HGG-26. Comprehensive Genomic Profiling of Pediatric and AYA High-Grade Gliomas Reveals a High Prevalence of ATRX and Homologous Recombination Repair (HRR) Mutations

Abstract

Abstract BACKGROUND: Pediatric high-grade glioma (HGG) is a devastating heterogenous disease with a clear need for more effective treatment options. Advances in high-throughput molecular sequencing have advanced our understanding of these tumors and yet outcomes remain poor as only a very small subset of patients have demonstrated benefit from targeted therapy approaches. METHODS: We compiled genomic data from 980 pediatric (N=400) and AYA (18 to 30 yrs, N=580) HGG cases that underwent targeted, panel-based comprehensive genomic profiling (FoundationOne® CDx). RESULTS: Among pediatric patients, mutations in ATRX or HRR-related genes were among the most prevalent at 24.25% and 19.5%, respectively. Other commonly occurring mutations were seen in TP53 (58.25%), H3F3A (43%), and PIK3CA/PIK3R1 (22%). Among AYA patients, mutations in ATRX and HRR-related genes were seen in 51.72% and 17.24% of cases, respectively. The most common mutations seen in this older population were in TP53 (76.38%), IDH1/2 (50.86%), PI3KCA/PIK3R1 (20.52%), and H3F3A (18.28%).
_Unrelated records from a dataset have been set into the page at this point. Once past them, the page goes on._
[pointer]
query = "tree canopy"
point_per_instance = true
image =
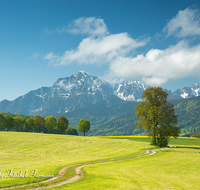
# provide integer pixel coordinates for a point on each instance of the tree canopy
(71, 131)
(62, 124)
(18, 122)
(50, 123)
(39, 122)
(156, 115)
(84, 126)
(29, 124)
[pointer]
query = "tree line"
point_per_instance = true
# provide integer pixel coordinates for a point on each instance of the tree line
(37, 123)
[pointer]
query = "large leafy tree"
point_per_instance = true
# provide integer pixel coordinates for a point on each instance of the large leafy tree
(29, 124)
(62, 124)
(84, 126)
(50, 123)
(156, 115)
(71, 131)
(39, 122)
(18, 122)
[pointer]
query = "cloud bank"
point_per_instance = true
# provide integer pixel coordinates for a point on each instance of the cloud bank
(185, 23)
(154, 68)
(99, 47)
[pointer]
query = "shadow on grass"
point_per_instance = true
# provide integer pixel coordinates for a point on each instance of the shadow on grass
(188, 147)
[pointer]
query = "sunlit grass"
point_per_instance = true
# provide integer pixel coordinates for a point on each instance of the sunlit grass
(176, 168)
(48, 153)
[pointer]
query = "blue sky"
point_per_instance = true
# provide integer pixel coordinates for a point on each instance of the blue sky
(156, 42)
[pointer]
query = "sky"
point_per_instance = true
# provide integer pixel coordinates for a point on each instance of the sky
(152, 41)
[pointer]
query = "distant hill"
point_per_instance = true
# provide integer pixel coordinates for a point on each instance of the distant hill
(119, 119)
(81, 90)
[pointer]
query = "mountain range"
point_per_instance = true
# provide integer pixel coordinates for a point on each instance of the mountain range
(81, 90)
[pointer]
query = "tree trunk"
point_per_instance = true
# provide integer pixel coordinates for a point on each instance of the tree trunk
(154, 140)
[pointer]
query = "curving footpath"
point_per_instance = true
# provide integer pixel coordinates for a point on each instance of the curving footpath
(79, 173)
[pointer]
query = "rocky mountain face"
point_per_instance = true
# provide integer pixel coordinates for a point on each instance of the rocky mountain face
(81, 90)
(188, 92)
(66, 94)
(130, 90)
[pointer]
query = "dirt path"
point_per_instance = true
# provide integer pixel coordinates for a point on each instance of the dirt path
(79, 173)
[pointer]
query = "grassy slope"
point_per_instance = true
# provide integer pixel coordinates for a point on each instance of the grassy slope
(172, 169)
(48, 153)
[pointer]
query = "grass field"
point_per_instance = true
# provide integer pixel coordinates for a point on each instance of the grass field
(176, 168)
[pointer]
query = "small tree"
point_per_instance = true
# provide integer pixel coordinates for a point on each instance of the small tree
(18, 122)
(9, 122)
(2, 121)
(62, 124)
(154, 111)
(39, 122)
(71, 131)
(29, 124)
(84, 126)
(50, 123)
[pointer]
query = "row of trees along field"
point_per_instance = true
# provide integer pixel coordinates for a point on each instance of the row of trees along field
(16, 122)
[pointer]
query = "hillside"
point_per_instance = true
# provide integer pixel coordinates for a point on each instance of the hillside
(119, 119)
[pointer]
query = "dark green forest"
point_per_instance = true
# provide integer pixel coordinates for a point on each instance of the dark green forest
(119, 119)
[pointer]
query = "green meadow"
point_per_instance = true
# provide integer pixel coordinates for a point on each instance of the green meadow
(46, 154)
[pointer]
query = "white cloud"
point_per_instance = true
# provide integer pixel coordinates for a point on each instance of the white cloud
(185, 23)
(90, 25)
(98, 50)
(158, 66)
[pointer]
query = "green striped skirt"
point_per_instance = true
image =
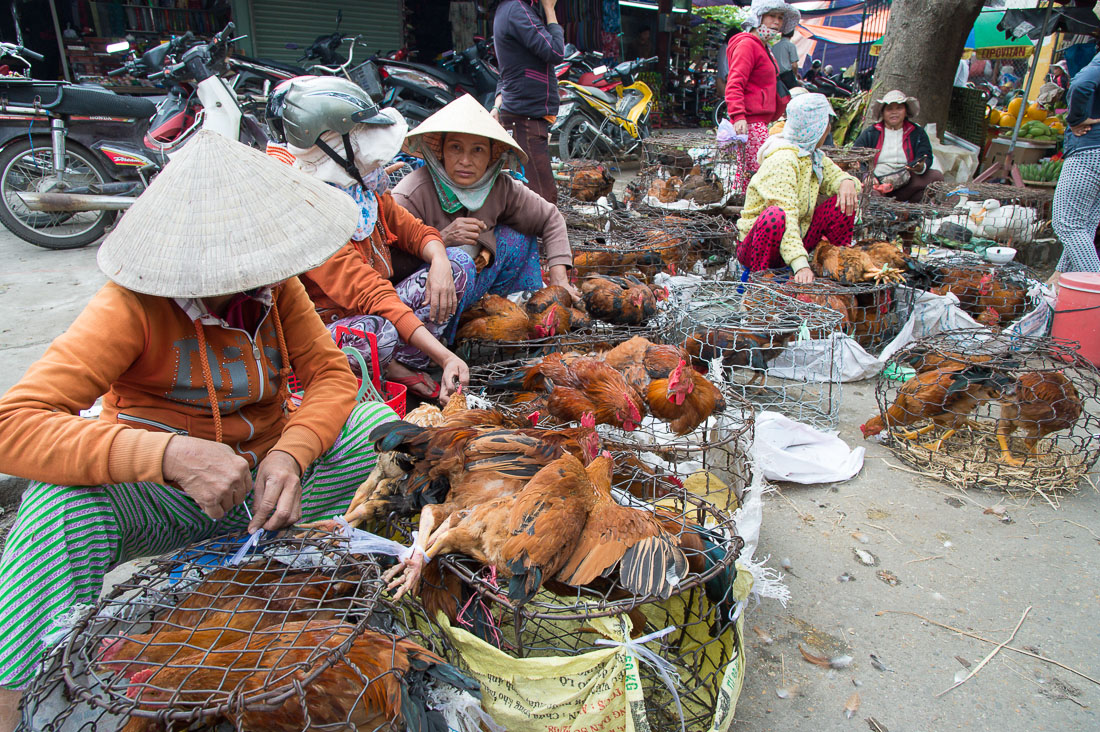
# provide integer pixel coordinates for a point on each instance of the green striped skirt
(66, 538)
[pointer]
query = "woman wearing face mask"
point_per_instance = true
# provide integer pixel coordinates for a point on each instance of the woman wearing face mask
(464, 192)
(755, 97)
(782, 220)
(334, 132)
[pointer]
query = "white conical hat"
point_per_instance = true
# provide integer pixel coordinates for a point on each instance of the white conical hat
(224, 218)
(463, 115)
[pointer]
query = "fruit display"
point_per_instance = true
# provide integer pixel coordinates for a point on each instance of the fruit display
(1041, 172)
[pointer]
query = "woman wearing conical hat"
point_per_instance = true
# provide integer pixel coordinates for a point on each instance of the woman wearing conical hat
(394, 277)
(464, 192)
(189, 346)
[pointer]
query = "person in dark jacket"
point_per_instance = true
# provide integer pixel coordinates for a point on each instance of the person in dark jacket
(527, 50)
(1077, 197)
(903, 164)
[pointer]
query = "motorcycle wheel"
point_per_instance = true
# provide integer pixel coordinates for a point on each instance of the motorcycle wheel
(573, 143)
(24, 167)
(719, 112)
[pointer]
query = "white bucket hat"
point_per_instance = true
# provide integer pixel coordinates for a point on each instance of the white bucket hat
(463, 115)
(894, 97)
(761, 8)
(223, 218)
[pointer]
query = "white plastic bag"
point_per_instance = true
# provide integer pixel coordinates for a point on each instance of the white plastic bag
(837, 359)
(785, 449)
(931, 314)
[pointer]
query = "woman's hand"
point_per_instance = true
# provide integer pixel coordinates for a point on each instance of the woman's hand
(455, 372)
(559, 277)
(276, 498)
(462, 231)
(803, 276)
(210, 472)
(846, 199)
(442, 299)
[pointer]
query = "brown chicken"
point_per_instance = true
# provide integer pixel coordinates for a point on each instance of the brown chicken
(381, 681)
(850, 265)
(1038, 403)
(585, 385)
(226, 607)
(498, 319)
(946, 396)
(736, 348)
(591, 183)
(683, 397)
(564, 524)
(618, 302)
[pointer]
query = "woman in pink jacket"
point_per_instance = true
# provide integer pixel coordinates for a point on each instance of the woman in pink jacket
(754, 96)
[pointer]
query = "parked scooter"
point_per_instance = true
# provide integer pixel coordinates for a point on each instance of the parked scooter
(593, 122)
(63, 189)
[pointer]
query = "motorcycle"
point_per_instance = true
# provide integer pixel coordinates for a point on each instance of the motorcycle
(593, 122)
(62, 189)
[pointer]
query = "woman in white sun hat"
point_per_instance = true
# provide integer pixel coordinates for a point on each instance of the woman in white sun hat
(189, 346)
(464, 192)
(395, 277)
(755, 96)
(903, 164)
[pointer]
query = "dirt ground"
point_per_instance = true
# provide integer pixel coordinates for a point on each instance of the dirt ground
(955, 565)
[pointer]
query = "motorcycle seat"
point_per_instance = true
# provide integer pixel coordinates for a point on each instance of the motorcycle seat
(63, 98)
(603, 96)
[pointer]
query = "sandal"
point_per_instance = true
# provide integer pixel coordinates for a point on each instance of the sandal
(418, 379)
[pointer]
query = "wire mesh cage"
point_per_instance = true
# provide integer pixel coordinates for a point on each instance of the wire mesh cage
(871, 313)
(690, 171)
(701, 640)
(735, 331)
(1007, 215)
(994, 412)
(295, 636)
(994, 295)
(882, 217)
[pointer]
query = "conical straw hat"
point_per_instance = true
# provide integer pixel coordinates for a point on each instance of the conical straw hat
(224, 218)
(463, 115)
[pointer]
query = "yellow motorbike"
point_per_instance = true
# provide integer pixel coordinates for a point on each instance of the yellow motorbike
(595, 122)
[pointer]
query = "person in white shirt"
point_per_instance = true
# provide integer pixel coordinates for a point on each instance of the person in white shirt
(903, 164)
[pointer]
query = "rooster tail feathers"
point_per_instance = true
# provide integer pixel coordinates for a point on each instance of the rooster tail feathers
(653, 567)
(395, 434)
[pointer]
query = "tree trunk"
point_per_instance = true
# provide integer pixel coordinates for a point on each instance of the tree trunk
(921, 52)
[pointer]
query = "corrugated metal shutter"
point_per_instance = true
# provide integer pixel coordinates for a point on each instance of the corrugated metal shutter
(278, 22)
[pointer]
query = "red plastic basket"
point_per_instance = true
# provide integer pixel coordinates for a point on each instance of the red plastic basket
(370, 390)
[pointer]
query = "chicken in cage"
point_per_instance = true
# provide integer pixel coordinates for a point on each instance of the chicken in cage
(294, 635)
(583, 181)
(697, 636)
(991, 411)
(994, 295)
(734, 331)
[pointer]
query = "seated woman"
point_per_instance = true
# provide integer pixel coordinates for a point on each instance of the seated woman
(782, 221)
(495, 218)
(190, 346)
(361, 287)
(903, 165)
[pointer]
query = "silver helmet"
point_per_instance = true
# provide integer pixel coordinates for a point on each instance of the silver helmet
(301, 109)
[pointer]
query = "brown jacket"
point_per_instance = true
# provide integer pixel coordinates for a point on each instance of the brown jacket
(509, 203)
(142, 354)
(355, 280)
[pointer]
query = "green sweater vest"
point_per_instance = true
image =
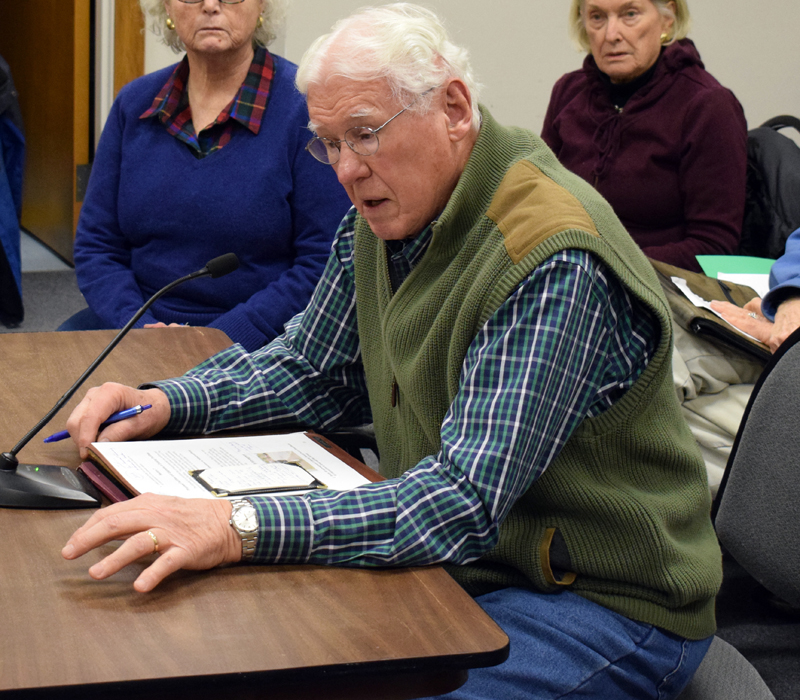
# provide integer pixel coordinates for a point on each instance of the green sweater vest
(621, 517)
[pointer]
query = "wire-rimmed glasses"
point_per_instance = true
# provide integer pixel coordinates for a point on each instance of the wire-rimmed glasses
(361, 140)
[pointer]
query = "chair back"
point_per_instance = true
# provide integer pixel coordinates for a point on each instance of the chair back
(757, 509)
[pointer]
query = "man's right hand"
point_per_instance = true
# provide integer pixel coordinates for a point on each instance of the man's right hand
(100, 402)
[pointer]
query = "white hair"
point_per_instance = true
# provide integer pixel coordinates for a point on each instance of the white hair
(273, 15)
(404, 44)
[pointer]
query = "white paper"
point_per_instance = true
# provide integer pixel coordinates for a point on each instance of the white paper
(165, 466)
(681, 284)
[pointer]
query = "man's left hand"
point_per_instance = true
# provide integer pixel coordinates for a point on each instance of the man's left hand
(185, 533)
(787, 320)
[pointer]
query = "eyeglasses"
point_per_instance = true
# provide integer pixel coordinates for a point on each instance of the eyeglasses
(361, 139)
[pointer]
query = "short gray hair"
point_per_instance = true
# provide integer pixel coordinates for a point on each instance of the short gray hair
(273, 15)
(402, 43)
(680, 28)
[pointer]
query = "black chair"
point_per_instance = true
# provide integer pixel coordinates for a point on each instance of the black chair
(756, 515)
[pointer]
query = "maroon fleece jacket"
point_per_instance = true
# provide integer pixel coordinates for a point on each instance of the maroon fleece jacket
(672, 162)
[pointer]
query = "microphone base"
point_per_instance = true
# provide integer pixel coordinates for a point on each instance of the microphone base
(46, 487)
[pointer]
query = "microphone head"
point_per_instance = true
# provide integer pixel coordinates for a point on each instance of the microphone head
(222, 265)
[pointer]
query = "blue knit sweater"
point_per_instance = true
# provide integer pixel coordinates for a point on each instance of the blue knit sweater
(154, 212)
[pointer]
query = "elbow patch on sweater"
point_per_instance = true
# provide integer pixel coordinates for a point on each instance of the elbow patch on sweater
(529, 207)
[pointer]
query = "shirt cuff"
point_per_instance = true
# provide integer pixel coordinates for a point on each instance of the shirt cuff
(189, 404)
(285, 529)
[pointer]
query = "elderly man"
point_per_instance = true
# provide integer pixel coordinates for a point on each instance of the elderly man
(487, 311)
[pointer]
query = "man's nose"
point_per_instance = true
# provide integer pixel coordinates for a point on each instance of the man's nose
(350, 166)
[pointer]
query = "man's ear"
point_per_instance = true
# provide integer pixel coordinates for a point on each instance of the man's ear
(458, 106)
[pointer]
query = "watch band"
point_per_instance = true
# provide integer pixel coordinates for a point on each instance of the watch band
(249, 537)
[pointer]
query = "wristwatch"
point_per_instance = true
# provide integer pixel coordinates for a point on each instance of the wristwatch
(244, 519)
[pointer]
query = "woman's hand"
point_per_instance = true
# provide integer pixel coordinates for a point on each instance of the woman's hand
(185, 533)
(100, 402)
(787, 320)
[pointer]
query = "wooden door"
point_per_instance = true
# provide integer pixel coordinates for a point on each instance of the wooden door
(128, 42)
(47, 45)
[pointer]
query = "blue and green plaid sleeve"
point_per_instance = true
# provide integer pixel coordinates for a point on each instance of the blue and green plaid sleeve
(565, 345)
(310, 376)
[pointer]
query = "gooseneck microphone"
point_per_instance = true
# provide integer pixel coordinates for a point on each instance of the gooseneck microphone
(46, 486)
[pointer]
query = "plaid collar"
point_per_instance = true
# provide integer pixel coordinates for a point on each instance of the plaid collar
(171, 105)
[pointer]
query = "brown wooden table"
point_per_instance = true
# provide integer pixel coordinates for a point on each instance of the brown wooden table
(240, 632)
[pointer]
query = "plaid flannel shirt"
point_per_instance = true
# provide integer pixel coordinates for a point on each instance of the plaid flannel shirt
(513, 412)
(171, 106)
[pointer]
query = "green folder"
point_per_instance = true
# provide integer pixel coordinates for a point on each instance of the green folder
(734, 264)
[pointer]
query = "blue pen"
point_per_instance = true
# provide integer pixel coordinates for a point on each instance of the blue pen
(113, 418)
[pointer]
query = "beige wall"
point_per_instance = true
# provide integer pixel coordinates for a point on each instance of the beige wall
(519, 49)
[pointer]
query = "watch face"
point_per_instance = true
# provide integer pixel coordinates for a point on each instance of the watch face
(245, 518)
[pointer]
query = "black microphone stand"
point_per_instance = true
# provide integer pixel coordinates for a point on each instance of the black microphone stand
(47, 486)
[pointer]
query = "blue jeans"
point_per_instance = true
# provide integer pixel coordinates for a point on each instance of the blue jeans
(84, 320)
(564, 646)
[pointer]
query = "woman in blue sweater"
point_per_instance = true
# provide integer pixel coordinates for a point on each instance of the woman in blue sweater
(200, 159)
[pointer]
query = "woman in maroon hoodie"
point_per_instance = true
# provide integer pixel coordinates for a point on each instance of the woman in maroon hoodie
(652, 130)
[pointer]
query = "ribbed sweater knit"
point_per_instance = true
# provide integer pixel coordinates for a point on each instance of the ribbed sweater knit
(154, 212)
(621, 516)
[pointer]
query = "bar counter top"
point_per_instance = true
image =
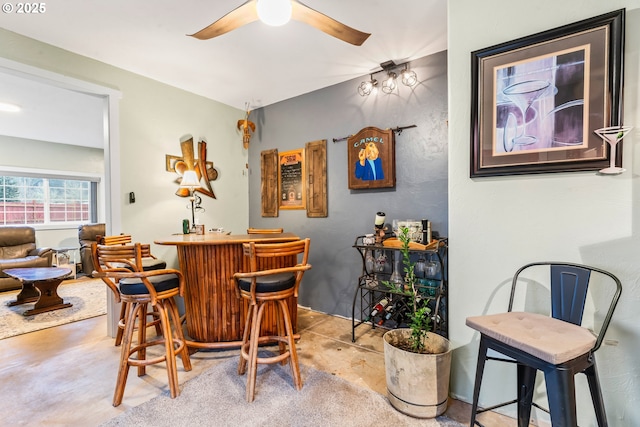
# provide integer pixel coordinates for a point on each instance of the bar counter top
(214, 238)
(215, 316)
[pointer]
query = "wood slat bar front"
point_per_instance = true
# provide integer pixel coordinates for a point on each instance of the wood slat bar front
(215, 315)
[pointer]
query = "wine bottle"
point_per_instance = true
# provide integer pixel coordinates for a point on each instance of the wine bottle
(389, 310)
(378, 307)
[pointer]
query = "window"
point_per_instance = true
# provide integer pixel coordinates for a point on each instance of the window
(46, 200)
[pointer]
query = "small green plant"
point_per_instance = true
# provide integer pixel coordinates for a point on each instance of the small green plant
(420, 316)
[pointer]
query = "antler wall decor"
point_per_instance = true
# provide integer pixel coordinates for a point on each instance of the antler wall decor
(246, 126)
(204, 169)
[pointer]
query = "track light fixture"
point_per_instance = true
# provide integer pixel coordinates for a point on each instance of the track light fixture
(407, 76)
(367, 87)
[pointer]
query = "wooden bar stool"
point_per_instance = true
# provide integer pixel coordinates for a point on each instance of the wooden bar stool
(261, 287)
(137, 290)
(148, 262)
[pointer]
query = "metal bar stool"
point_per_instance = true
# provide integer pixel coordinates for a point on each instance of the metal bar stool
(558, 345)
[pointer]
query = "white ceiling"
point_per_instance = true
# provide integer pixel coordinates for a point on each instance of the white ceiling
(255, 64)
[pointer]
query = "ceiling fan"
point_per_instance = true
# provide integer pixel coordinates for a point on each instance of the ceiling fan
(266, 11)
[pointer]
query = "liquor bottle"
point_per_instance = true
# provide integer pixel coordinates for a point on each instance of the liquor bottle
(389, 310)
(379, 307)
(369, 263)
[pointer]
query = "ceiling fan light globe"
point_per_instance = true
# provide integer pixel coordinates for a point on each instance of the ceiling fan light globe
(274, 12)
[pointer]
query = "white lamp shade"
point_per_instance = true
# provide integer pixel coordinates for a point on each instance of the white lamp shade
(190, 180)
(274, 12)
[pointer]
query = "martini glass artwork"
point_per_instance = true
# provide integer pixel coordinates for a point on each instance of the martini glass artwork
(523, 94)
(612, 135)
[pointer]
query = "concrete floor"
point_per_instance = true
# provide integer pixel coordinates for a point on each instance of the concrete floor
(65, 376)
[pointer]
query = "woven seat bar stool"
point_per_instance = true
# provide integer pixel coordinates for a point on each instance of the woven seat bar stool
(264, 230)
(260, 287)
(116, 266)
(556, 345)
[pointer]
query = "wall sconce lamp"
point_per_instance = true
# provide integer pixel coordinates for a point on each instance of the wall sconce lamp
(190, 180)
(408, 78)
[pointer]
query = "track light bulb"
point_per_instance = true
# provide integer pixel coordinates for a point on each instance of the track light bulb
(389, 85)
(274, 12)
(366, 88)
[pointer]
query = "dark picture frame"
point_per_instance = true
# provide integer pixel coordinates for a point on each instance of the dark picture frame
(371, 154)
(537, 100)
(291, 182)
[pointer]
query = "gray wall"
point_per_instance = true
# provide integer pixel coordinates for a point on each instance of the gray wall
(338, 111)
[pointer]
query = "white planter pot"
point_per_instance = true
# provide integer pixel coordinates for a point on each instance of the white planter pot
(417, 384)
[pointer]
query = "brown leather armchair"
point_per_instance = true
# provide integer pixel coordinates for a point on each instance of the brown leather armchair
(18, 250)
(88, 234)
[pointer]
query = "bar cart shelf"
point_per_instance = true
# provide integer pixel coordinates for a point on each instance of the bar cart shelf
(381, 305)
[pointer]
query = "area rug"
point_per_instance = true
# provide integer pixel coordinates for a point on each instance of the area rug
(217, 398)
(88, 296)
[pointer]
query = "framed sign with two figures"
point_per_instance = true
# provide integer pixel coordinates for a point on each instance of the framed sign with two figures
(537, 100)
(372, 159)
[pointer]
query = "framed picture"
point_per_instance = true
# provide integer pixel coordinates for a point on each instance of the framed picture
(291, 185)
(537, 100)
(372, 159)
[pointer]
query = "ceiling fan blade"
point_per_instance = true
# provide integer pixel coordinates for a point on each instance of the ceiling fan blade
(238, 17)
(322, 22)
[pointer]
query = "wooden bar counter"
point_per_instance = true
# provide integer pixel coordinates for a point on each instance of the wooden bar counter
(215, 315)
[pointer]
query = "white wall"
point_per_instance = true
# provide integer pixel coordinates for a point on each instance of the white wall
(499, 224)
(153, 116)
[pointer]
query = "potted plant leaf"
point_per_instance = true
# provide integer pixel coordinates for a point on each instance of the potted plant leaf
(417, 361)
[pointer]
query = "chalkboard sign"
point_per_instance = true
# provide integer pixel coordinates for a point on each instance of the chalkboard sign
(291, 185)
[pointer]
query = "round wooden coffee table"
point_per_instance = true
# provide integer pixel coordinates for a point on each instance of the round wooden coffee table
(39, 285)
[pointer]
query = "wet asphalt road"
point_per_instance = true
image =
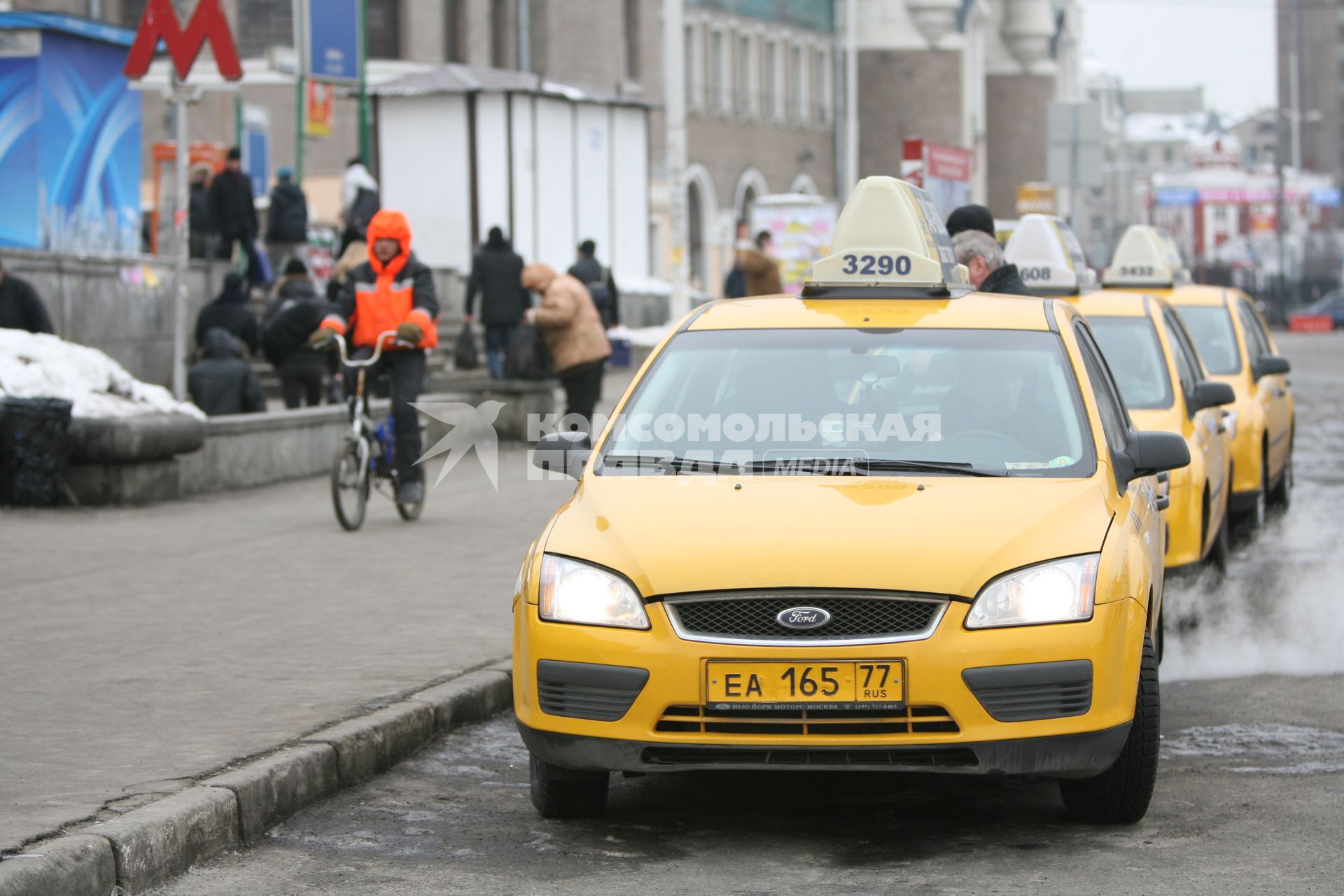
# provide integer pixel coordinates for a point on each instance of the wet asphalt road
(1250, 796)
Among patients with diffuse midline glioma (harboring H3K27M mutations), ATRX and HRR mutations were reported in 21.27% and 13.57% of cases, respectively. Among pediatric patients with histone wild type HGG, mutations in ATRX and HRR-related genes occurred in 20.61% and 21.05% of cases, respectively. CONCLUSION: Alterations in ATRX and HRR-related genes are among the most prevalent mutations in pediatric and AYA HGG. Consideration should be made towards the development of subtype-specific treatment protocols using PARP and/or ATR inhibitors aimed at this subgroup of patients.